6.17.8 ádevo yád abhy aúhiṣṭa devā́n

“als der Ungott sich über die Götter überhob,

da erwählten sie im Kampf um die Sonne den Indra …”

ádevo is the Vṛtra, who is boasting; in the next stanza, intransitive ūh- occurs in precisely the same context (6.17.9; see above, p. 121 f. on this passage and other instances of this usage in Vedic).

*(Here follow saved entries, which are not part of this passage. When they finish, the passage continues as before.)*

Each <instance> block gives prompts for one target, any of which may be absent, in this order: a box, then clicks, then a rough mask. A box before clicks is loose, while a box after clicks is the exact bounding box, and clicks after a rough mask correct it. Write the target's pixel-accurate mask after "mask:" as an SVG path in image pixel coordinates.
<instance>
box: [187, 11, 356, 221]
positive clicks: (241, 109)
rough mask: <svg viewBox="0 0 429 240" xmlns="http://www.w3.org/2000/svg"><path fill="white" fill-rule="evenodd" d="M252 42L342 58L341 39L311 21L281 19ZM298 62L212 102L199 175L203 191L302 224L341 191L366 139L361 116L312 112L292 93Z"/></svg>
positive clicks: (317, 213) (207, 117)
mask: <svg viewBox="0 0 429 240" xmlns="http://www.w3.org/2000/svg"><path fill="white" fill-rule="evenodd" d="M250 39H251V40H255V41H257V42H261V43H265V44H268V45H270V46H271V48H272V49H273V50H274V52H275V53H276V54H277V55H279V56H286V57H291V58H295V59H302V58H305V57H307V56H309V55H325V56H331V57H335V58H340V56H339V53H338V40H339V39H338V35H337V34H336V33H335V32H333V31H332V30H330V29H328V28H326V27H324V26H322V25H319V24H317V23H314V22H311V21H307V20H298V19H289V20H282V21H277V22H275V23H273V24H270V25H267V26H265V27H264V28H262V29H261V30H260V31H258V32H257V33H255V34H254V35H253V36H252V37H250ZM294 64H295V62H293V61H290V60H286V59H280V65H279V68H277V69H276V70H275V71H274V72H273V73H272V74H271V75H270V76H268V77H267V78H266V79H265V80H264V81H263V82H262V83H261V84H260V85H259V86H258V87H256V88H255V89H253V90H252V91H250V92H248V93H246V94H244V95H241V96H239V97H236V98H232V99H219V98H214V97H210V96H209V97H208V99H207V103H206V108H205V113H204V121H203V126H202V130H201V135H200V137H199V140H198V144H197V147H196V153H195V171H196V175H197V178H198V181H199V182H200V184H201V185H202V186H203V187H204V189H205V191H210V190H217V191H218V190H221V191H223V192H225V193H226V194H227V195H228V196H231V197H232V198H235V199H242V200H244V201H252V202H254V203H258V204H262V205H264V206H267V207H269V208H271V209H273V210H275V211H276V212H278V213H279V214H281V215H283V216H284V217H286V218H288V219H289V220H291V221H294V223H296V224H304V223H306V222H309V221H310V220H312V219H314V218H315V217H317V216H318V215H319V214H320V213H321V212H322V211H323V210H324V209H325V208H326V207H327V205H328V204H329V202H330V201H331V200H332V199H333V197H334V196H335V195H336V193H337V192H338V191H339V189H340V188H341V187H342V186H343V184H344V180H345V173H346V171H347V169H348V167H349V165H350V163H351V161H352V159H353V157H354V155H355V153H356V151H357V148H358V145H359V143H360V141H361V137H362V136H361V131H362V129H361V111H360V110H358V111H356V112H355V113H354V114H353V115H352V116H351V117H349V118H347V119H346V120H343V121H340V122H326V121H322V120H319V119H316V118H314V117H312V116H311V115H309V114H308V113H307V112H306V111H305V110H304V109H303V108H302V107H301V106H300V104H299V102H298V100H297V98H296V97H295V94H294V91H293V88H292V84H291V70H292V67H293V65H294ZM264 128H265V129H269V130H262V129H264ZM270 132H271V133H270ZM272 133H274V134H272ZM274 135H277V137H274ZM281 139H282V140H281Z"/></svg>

The accusative devā́n in 6.17.8 has been conditioned by the preverb abhí, which often makes intransitive verbs transitive: see Renou 1952: p. 318, p. 343; alternately, devā́n may be the object of abhí as a preposition.

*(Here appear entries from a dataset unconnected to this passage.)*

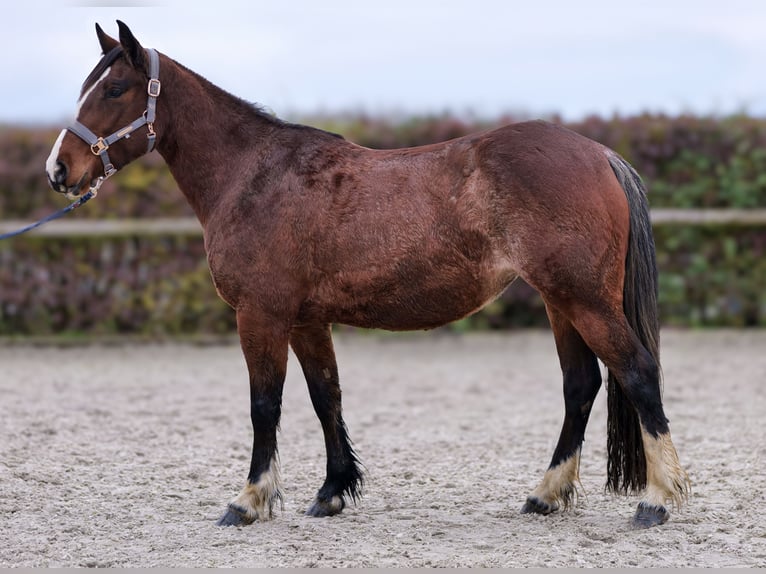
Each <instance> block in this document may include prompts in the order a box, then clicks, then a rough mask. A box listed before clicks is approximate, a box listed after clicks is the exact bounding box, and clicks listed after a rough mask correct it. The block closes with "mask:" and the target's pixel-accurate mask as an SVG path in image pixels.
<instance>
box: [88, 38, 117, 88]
mask: <svg viewBox="0 0 766 574" xmlns="http://www.w3.org/2000/svg"><path fill="white" fill-rule="evenodd" d="M120 56H122V46H119V45H118V46H115V47H114V48H112V49H111V50H109V52H108V53H107V54H104V56H103V57H102V58H101V60H99V62H98V64H96V67H95V68H93V71H92V72H91V73H90V74H88V77H87V78H85V81H84V82H83V83H82V88H80V97H82V95H83V94H84V93H85V91H86V90H87V89H88V88H90V87H91V86H92V85H93V83H94V82H95V81H96V80H98V79H99V78H100V77H101V74H103V73H104V70H106V69H107V68H108V67H109V66H111V65H112V64H113V63H114V61H115V60H116V59H117V58H119V57H120Z"/></svg>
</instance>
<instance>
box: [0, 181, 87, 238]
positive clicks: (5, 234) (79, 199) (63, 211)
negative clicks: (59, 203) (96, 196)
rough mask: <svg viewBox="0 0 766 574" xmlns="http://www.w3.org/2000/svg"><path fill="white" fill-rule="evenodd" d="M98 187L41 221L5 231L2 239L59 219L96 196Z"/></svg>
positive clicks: (3, 234) (26, 231) (25, 232)
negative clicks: (63, 208)
mask: <svg viewBox="0 0 766 574" xmlns="http://www.w3.org/2000/svg"><path fill="white" fill-rule="evenodd" d="M96 189H97V188H91V189H89V190H88V192H87V193H85V195H83V196H82V197H79V198H78V199H77V201H74V202H72V203H70V204H69V205H67V206H66V207H65V208H64V209H60V210H59V211H56V212H55V213H51V214H50V215H48V216H46V217H43V218H42V219H41V220H40V221H36V222H35V223H31V224H29V225H27V226H26V227H22V228H21V229H17V230H16V231H11V232H10V233H3V234H2V235H0V240H1V239H8V238H9V237H15V236H17V235H21V234H22V233H26V232H27V231H30V230H32V229H34V228H35V227H40V226H41V225H42V224H43V223H48V222H49V221H53V220H54V219H58V218H59V217H63V216H64V215H66V214H67V213H69V212H70V211H73V210H75V209H77V208H78V207H80V206H81V205H84V204H85V203H87V202H88V201H89V200H91V199H93V198H94V197H96Z"/></svg>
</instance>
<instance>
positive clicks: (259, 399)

[ back ] 9. This translation in Geldner 1901: p. 60.

[ back ] 10. On devávīti-Göttermahl, Opfer’ see Geldner 1951: ad 9.1.4: the Indic commentators define it as vajñá-, and the verbs vī- and yaj- occur together at 1.77.2, 3.29.8, 7.17.3.

[ back ] 11. Geldner 1910: p. 60.

[ back ] 12. The word vráyoSchwäche’, object of ā́ … óhate, is hapax legomenon, but Geldner’s definition is well-defended, and other alternatives are not substantially different. See his note ad loc. Also, the arrangement of preverbs around óhate is peculiar but paralleled (ibid.).

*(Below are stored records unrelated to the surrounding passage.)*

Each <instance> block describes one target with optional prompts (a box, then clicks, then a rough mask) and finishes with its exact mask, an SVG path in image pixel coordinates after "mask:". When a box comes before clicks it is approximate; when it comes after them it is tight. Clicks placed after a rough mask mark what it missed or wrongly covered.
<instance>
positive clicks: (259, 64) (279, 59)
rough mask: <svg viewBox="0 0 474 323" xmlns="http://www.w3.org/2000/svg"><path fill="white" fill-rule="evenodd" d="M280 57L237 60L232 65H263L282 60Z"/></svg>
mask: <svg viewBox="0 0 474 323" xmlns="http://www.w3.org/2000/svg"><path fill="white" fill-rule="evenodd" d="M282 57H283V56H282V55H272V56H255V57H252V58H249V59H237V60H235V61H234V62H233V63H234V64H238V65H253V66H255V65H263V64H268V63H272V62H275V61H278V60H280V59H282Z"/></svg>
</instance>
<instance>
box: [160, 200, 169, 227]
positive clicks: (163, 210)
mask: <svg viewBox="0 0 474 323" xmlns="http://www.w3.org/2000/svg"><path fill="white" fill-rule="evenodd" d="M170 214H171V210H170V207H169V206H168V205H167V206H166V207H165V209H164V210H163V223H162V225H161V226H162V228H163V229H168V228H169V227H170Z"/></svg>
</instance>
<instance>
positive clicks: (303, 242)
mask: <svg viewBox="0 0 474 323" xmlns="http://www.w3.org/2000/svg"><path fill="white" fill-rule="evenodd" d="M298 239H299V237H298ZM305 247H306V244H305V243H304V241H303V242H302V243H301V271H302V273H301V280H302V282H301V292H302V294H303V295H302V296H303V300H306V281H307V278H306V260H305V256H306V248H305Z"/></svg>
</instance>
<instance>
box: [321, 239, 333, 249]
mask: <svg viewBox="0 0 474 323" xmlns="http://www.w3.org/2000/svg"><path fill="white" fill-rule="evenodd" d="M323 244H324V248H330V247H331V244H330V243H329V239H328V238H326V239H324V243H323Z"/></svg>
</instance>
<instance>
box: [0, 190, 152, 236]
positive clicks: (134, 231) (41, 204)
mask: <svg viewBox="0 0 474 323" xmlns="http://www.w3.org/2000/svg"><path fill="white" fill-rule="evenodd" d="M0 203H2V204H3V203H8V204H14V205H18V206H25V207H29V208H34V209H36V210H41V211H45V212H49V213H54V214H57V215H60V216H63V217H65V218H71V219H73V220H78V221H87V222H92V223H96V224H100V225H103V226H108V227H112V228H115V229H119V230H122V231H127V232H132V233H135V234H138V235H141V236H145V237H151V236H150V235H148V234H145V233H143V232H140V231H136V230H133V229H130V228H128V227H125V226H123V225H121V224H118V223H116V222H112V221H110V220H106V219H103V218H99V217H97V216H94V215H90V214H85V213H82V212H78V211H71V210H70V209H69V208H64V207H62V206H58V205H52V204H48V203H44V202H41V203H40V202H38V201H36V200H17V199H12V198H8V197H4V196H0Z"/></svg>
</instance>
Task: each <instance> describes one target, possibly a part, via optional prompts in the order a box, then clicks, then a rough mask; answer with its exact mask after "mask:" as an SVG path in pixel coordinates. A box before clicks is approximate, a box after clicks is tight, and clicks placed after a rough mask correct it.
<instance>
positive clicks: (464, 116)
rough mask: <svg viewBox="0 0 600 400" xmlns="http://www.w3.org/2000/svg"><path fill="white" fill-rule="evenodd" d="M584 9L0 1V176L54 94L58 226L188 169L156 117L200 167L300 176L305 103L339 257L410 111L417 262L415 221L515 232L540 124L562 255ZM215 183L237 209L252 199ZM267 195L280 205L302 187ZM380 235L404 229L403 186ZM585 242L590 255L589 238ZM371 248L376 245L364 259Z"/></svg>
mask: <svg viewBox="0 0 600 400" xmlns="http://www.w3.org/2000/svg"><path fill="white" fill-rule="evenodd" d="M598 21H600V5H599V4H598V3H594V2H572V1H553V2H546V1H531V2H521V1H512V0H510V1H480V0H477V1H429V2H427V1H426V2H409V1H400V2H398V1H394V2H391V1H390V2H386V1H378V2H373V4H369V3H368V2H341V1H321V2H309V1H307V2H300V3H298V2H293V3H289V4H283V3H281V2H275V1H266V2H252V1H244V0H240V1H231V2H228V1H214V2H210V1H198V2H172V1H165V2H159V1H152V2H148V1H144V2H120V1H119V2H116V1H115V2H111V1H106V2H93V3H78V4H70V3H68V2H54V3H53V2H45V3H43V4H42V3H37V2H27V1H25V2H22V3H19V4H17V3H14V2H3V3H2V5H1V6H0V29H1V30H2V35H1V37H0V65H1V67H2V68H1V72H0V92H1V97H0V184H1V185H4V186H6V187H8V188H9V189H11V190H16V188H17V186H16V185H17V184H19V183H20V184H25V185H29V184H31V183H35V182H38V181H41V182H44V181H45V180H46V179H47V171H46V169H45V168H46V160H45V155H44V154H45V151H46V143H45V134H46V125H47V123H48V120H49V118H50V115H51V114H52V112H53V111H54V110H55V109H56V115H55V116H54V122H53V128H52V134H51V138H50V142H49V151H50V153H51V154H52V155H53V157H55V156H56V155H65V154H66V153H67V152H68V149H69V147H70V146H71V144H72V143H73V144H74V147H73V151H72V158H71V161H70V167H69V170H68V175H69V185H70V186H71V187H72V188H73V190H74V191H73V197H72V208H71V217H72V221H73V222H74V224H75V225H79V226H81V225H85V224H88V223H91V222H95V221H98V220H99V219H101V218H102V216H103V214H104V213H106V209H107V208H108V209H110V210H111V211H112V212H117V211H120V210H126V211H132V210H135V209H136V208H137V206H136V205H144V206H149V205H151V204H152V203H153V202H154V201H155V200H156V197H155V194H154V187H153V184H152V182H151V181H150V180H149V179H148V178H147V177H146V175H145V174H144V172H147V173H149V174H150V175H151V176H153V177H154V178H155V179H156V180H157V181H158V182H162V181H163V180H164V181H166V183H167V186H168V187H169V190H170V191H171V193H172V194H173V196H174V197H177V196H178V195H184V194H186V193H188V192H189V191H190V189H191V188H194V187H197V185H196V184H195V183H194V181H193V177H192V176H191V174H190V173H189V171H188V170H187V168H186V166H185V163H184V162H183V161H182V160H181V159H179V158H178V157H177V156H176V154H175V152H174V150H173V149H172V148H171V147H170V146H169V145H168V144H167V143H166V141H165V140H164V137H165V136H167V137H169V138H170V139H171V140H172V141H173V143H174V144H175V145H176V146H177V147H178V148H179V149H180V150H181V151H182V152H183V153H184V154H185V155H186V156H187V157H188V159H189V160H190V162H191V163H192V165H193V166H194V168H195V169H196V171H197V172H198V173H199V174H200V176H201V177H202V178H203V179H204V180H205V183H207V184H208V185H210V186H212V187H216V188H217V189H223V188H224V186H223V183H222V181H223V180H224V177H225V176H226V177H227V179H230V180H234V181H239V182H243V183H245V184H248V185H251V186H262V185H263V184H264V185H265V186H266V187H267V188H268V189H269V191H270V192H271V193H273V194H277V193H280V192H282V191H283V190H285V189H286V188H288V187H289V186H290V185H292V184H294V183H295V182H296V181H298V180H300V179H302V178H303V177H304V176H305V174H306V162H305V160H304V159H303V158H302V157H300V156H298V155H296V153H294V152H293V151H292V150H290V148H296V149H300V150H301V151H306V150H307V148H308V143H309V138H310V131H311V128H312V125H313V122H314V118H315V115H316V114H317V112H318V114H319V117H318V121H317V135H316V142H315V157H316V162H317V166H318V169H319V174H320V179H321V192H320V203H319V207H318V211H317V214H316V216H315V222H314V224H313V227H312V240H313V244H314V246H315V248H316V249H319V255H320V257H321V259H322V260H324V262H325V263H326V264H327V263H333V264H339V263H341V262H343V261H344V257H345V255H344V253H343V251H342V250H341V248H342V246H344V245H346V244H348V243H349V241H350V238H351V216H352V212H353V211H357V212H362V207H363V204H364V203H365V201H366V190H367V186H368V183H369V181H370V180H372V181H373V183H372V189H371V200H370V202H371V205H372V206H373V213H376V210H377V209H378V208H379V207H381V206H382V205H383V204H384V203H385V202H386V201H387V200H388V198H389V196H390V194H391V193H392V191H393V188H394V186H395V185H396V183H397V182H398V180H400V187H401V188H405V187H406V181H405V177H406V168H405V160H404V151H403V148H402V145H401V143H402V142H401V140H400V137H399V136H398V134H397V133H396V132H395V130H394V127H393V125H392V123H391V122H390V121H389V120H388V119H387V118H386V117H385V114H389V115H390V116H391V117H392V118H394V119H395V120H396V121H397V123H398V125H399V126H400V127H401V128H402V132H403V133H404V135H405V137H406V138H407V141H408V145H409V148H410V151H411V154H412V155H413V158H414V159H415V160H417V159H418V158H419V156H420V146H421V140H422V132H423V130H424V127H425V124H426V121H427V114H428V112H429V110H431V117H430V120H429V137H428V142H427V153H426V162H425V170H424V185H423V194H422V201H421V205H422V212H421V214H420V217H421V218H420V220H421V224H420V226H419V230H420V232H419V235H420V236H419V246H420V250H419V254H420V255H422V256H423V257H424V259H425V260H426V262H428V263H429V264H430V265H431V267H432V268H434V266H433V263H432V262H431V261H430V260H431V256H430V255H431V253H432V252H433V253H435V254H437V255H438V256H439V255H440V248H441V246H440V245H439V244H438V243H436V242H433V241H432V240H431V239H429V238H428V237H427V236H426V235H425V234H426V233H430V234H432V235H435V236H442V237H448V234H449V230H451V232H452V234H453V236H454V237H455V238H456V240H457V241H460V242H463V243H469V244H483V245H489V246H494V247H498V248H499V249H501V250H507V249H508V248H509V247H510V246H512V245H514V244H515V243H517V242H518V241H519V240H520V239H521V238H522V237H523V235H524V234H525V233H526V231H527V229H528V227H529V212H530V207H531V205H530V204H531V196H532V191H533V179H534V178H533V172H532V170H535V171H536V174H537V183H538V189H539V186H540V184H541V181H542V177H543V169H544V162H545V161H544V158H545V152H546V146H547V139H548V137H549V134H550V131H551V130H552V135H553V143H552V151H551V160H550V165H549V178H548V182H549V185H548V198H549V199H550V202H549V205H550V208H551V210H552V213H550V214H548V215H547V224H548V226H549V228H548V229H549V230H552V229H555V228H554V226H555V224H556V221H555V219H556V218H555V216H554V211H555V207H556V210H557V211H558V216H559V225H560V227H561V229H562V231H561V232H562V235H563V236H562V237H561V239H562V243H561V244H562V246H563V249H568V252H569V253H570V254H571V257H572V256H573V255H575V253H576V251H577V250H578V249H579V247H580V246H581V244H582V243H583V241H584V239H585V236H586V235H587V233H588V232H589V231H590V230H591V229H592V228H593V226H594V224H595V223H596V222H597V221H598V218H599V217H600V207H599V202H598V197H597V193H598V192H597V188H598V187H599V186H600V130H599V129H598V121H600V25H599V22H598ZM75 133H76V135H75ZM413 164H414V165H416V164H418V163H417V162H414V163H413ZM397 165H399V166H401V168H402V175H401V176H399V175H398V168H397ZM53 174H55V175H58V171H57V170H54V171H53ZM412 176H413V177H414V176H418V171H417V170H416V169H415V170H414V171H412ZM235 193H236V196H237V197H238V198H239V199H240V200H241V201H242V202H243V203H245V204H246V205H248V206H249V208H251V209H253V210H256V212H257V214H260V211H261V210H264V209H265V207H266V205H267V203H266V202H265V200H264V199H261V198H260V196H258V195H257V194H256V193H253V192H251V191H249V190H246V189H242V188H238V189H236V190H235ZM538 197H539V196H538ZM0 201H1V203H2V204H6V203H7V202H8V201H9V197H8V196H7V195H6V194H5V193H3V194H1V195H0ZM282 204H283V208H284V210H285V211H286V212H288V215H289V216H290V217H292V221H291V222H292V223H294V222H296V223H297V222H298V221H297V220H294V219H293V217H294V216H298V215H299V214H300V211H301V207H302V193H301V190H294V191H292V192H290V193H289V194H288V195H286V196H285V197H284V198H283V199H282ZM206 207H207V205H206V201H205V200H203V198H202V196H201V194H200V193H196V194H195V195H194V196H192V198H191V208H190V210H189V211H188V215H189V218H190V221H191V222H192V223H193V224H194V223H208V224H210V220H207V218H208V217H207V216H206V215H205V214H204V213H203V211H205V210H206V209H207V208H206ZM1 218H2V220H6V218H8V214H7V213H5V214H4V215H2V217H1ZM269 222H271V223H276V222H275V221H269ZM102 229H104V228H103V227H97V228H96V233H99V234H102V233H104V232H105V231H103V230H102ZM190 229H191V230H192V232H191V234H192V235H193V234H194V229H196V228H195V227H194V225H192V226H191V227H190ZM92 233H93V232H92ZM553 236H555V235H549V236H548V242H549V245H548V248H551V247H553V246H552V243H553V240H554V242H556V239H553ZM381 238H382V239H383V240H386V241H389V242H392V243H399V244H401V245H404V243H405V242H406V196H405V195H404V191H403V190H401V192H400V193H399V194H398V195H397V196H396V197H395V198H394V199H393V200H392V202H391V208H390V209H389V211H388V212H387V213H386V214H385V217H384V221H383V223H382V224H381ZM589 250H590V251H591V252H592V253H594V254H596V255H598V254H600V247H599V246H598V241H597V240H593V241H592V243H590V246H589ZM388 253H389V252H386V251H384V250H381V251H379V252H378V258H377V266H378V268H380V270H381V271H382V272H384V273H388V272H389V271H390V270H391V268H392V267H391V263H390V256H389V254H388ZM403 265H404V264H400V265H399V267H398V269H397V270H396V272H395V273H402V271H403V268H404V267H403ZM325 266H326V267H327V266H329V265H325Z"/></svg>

[ back ] 14. The mystical extension of the subjects of óhate at 5.52.10—1 to men and teams of horses cannot be invoked as a counter-example to disprove the existence of the tabu being postulated. They are extensions of the ritually correct usage, not inversions of it (see the discussion above, p. 143). For the existence of a tabu such as the one postulated here, see Benveniste 1969: t. 2, pp. 198—202 on Greek ὁσίη, which signifies the act performed by a god to render a sacrifice acceptable to men (cf. especially HHerm 130), and a forthcoming article by C. Watkins on Umbrian supa, Hittite UZU šuppa. The parallels strongly suggest that transitive ūh- be translated ‘sanctify’, which is also typologically possible. Cf. Modern Greek εὐχή ‘blessing’, εὔχομαι ‘give blessing or good wishes to’.